Upon examining all full-length ERVs in detail, remarkable characteristics of the evolutionary arms race with KRAB-ZFPs were observed in LTR7_HERVH (Fig. 4d and Supplementary Fig. 10) and THE1_THE1-int (Supplementary Fig. 11). We focused on LTR7_HERVH because LTR7_HERVH is an ERV essential for the pluripotency of human embryonic stem cells (hESCs)30,31. LTR7_HERVH first emerged from the common ancestor of Catarrhines and remained active until the common ancestor of Homininae. Our pipeline classified LTR7_HERVH into 8 subfamilies, which is consistent with the subfamily classification reported in a previous study (Supplementary Fig. 10a,b)32. In LTR7_HERVH, we observed 11 KRAB-ZFPs and 6 TRIM28 binding sites, most of which exhibited subfamily specificity (Fig. 4d). 5 KRAB-ZFPs targeted the old LTR7_HERVH subfamilies (LTR7_HERVH_1, 2), which emerged from the common ancestor of Catarrhines, whereas the other KRAB-ZFPs targeted the middle-aged LTR7_HERVH subfamilies (LTR7_HERVH_3–5) and young LTR7_HERVH subfamilies (LTR7_HERVH_6–8), which emerged from the common ancestor of Hominoidea and Homininae, respectively (Fig. 4d and Supplementary Fig. 10c). While the old LTR7_HERVH subfamilies and 3 of KRAB-ZFPs emerged in the same era (Catarrhini, 29.4 Mya), most KRAB-ZFPs targeting middle-aged and young LTR7_HERVH subfamilies existed before these subfamilies (Fig. 4e). Finally, young LTR7_HERVH was targeted by ZNF90, which emerged from the common ancestor of Homininae, suggesting a complementary response to the emergence of the new LTR7_HERVH subfamilies. Moreover, changes in the binding affinities of these KRAB-ZFPs were attributed to mutations and indels, similar to those observed in the MER11 family (Fig. 4f and Supplementary Fig. 10d, e).
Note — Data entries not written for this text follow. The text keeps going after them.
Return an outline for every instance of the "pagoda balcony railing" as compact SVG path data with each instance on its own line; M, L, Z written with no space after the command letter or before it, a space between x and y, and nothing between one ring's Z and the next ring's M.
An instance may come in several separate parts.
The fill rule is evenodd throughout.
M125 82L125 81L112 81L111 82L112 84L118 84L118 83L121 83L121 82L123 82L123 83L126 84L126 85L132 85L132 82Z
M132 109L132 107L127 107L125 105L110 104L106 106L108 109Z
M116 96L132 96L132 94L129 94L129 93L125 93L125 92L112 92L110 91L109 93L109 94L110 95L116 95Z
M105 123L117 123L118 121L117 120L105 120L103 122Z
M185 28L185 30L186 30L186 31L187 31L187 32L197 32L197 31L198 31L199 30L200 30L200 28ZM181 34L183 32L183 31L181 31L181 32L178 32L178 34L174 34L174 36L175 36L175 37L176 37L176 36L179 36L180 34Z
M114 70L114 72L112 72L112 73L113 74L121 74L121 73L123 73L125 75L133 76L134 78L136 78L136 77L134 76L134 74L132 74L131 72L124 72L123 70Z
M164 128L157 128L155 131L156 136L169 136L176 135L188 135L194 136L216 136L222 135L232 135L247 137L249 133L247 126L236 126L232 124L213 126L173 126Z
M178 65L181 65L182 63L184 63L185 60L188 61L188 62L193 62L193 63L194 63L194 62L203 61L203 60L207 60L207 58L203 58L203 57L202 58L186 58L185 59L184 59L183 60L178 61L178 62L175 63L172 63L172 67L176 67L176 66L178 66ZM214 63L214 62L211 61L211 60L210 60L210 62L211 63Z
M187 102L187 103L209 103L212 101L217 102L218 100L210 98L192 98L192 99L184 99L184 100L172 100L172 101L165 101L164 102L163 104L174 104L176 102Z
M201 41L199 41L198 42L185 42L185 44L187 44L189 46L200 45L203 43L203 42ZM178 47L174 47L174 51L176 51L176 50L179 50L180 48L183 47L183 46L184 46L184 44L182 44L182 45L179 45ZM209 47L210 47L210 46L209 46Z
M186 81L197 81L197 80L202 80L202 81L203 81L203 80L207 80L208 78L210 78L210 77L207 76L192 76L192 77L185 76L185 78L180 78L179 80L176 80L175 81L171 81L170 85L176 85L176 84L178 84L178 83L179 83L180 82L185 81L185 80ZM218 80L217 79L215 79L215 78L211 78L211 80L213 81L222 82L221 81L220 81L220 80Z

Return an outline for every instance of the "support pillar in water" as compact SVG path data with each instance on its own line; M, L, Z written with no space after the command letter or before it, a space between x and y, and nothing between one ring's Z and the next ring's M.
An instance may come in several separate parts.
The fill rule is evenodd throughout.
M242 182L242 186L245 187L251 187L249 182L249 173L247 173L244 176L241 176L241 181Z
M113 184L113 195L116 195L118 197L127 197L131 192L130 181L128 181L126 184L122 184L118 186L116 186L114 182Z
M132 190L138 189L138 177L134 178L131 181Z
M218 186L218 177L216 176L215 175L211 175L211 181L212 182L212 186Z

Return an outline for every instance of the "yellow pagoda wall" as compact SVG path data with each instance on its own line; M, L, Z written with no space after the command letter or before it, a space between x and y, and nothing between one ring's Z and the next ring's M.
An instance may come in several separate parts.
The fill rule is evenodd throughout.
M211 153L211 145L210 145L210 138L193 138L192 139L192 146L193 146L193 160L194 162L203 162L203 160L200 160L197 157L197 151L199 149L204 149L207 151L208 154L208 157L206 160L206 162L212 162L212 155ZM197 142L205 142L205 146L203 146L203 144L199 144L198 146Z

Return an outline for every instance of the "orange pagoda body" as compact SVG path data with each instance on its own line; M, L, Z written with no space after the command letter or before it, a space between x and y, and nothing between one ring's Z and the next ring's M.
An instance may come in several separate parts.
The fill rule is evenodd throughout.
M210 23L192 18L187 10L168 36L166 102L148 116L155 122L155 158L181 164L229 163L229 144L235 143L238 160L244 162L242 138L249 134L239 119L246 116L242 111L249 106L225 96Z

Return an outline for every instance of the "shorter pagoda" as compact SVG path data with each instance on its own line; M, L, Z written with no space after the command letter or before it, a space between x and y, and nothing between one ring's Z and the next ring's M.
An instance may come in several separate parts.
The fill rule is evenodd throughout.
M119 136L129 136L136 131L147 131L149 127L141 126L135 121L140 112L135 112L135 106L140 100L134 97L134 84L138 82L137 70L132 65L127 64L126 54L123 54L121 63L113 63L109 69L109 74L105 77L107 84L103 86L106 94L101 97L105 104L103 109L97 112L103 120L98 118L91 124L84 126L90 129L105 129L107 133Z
Specifically, the binding sites of ZNF600 were deleted in the LTR7_HERVH_3–8 subfamilies, along with the loss of its binding signal (Fig. 4f). This suggests that these middle-aged and young subfamilies evaded the regulatory control of ZNF600. These results suggest that LTR7_HERVH and some ERVs have undergone an evolutionary arms race with the KRAB-ZFP family.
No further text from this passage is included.